The unique promise of this book is that it will help you clear the clutter for good, by taking a very different approach to the process. SHED goes far beyond just “throwing things away” and helps you avoid the most common pitfalls of decluttering. How?
- By ensuring you are doing it for the right reason—“to get unstuck” rather than to get organized
- By teaching you what you do before and after getting rid of things to make sure your efforts last
- By changing your view of clutter from “just junk” to what I call a Point of Entry—an opportunity for real transformation
How SHED Works
SHED involves four steps for methodically releasing the objects and activities that represent the past so you can mobilize in the face of change. By breaking the process down into practical, nameable steps, you can move forward at a pace that is most comfortable for you; kind of like driving a car, you can speed up or slow down whenever you want.
This book is organized into five parts. This first section, called Getting Unstuck, helps you prepare to SHED by defining the process, and then walking you through two important steps, Name Your Theme and Inventory What’s Weighing You Down, which help you prepare for a successful SHED. Name Your Theme will help you articulate your vision for the future, no matter how vague it feels right now, and Inventory What’s Weighing You Down will help you find the best opportunities to begin.

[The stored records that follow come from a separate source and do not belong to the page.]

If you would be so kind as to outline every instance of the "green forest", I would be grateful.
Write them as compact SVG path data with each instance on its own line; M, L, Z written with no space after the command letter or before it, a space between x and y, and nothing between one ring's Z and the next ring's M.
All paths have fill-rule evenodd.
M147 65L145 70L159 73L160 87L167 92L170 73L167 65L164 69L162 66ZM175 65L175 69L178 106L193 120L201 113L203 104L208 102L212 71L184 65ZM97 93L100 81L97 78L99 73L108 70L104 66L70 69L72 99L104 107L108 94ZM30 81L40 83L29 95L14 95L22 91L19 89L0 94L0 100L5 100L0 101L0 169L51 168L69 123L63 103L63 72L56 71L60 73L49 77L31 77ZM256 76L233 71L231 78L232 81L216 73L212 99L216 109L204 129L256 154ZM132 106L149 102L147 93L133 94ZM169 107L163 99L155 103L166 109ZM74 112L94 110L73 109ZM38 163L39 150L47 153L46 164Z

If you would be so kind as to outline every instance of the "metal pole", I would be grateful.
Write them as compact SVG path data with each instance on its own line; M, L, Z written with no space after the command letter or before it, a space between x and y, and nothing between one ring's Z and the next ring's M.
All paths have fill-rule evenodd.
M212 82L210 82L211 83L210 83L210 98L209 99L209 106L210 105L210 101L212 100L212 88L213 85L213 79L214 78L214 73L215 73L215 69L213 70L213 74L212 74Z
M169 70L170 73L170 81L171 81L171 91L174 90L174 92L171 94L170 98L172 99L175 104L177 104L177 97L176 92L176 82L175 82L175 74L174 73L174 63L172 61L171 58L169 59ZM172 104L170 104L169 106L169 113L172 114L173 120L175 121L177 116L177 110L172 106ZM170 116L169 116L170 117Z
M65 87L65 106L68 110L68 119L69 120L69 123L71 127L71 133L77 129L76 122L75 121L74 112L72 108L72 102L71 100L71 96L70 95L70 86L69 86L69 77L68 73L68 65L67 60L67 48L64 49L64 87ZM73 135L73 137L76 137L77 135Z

The next four parts of the book are designed to take you through each step of the process:
- Step 1:Separate the treasures. Slow down and take time to understand the emotional attachment you have to the clutter. Then identify and unearth the gems that energize you and have true value for the next chapter of your life.
- Step 2:Heave the trash. Once you have selected the items worth saving, completely relinquish that which represents the past by letting go of everything that is no longer relevant. This includes a radical release of any activity or object that depletes you rather than energizes you, and creates a large opening of time and energy.
- Step 3:Embrace your identity. Recognize that you are who you are without your stuff. This is your opportunity to reconnect to your most authentic self and pull your identity from within.
- Step 4:Drive yourself forward. Experiment with filling your space and schedule with activities, experiences, and items related to your theme for the future, until you settle on the ones that feel right for you.
The four steps of SHED enable you to manage your way through change optimistically so that your transition is mindful, complete, and rewarding. In my experience helping clients through change, I’ve found that most of us blindly find our way through transitions, as we are driven by fear, confusion, and guesswork. Working without a framework, people often default to one or two parts of the process, while skipping other steps entirely. When you miss a step, or go through them out of order, you miss the opportunity to use each transition as a way to grow and nurture your most authentic self.